Overall, your writing is fantastic. Just avoid commonplace colloquialisms, and these essays, or stories, or whatever this will turn out to be a part of, will be fantastic.
MORE MORE!! LOL I rated you pretty high in almost all the categorys with one exception. The humour/satire option, I rated you lower, since its not a satire at all, and although smile inducing did not make me laugh aloud. That being said I know FOR SURE that the following chapters will make me laugh as you have set up well for the “story of my ridiculous life” novel.
My first impression upon reading the first 2-3 “pages” which equals to the report card part, that this was writted by someone MUCH younger and the immaturity came through. I am not sure if this was intentional, but felt like I was reading a book for the “12-18” age group.
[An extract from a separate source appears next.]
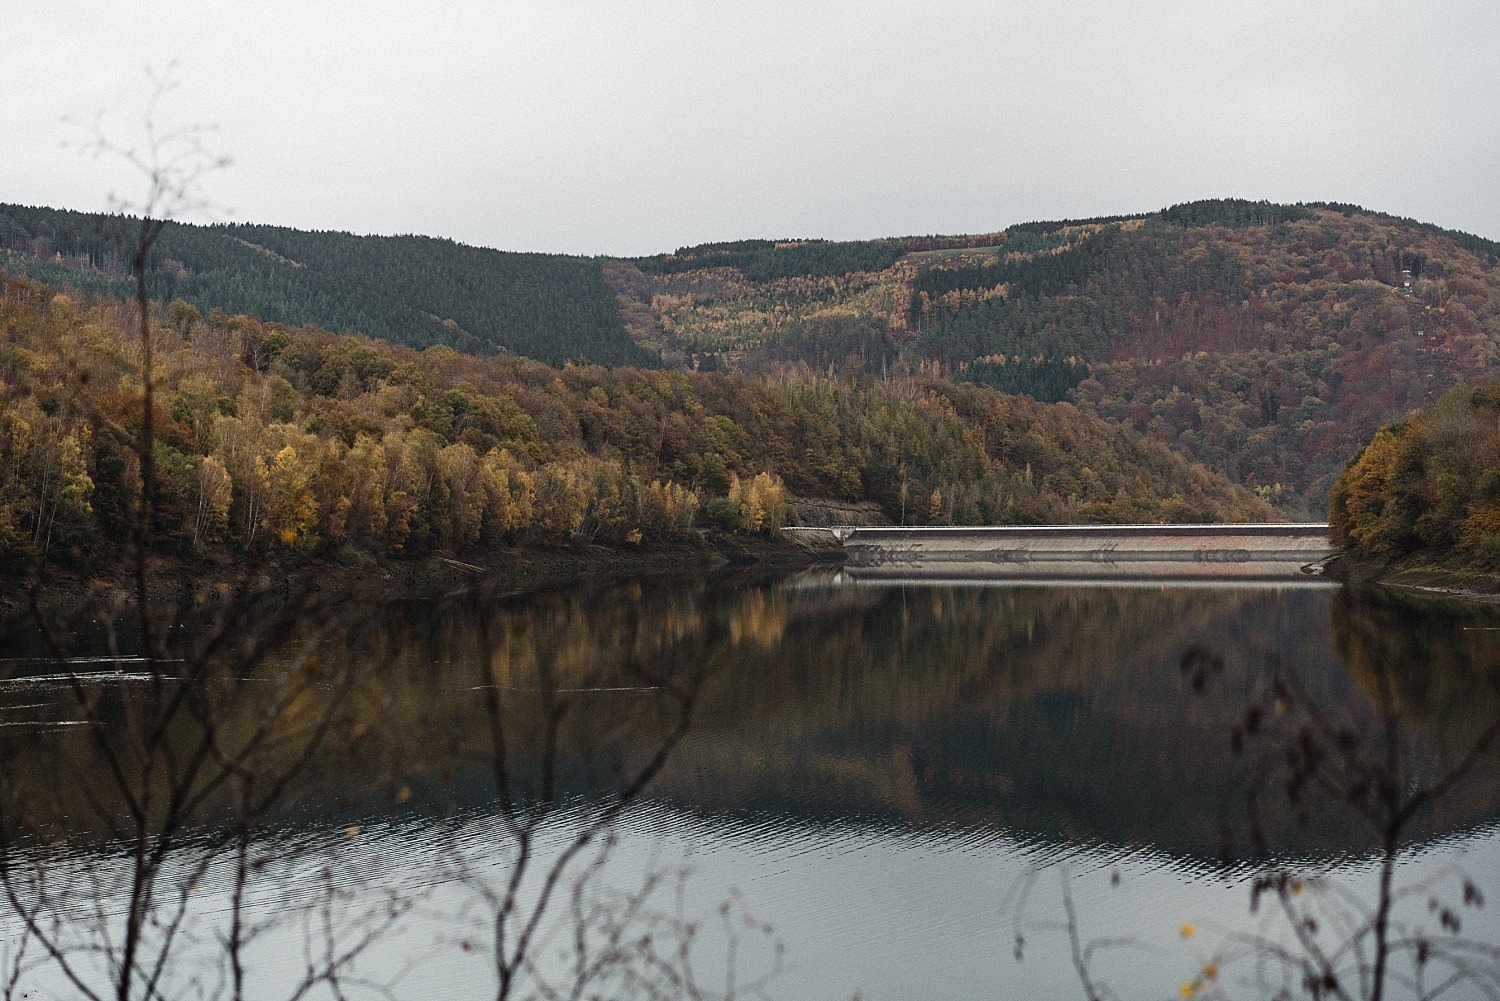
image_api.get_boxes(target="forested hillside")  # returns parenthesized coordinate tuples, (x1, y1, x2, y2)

The very first line reads a bit rough for me. Maybe sound better “There once was a time…” as “once upon a time” is pretaining to a third person part. Or so it would seem. Following it with “I had trouble..” really threw me off.
The only other thing I found that chopped it up a bit for me, was the repeated use of “virile” although it can work and has good effect, I suggest taking out the middle “virile” usage. The other 2 reapeated are fine, but that third pushed it over for me.
Overall I really liked it, its not TOO gripping, BUT the last paragraph sets up VERY WELL for a great piece and I cannot wait to read more. LOVED the dress part, and the kids behaviours, so true. I am sure plenty of ppl will relate to this, as I pretty much had a childhood EXACTLY like that! lol WEll done,
Eve
This story really amused me. It had me laugh out loud a few times and I found myself smiling, and/or smirking, through out most of it. I loved the attitude, and thought process, of Maud and found her to be a very interesting character. All of the scenes, and situations, really were quite amusing and easy to relate to cause we’ve all met the kids, or been the kids, that thought in these ways, or did some of these things.
A very simple, yet effective, story, thus far, that I enjoyed a lot and would read even more of should you decide to continue along with it. Good job.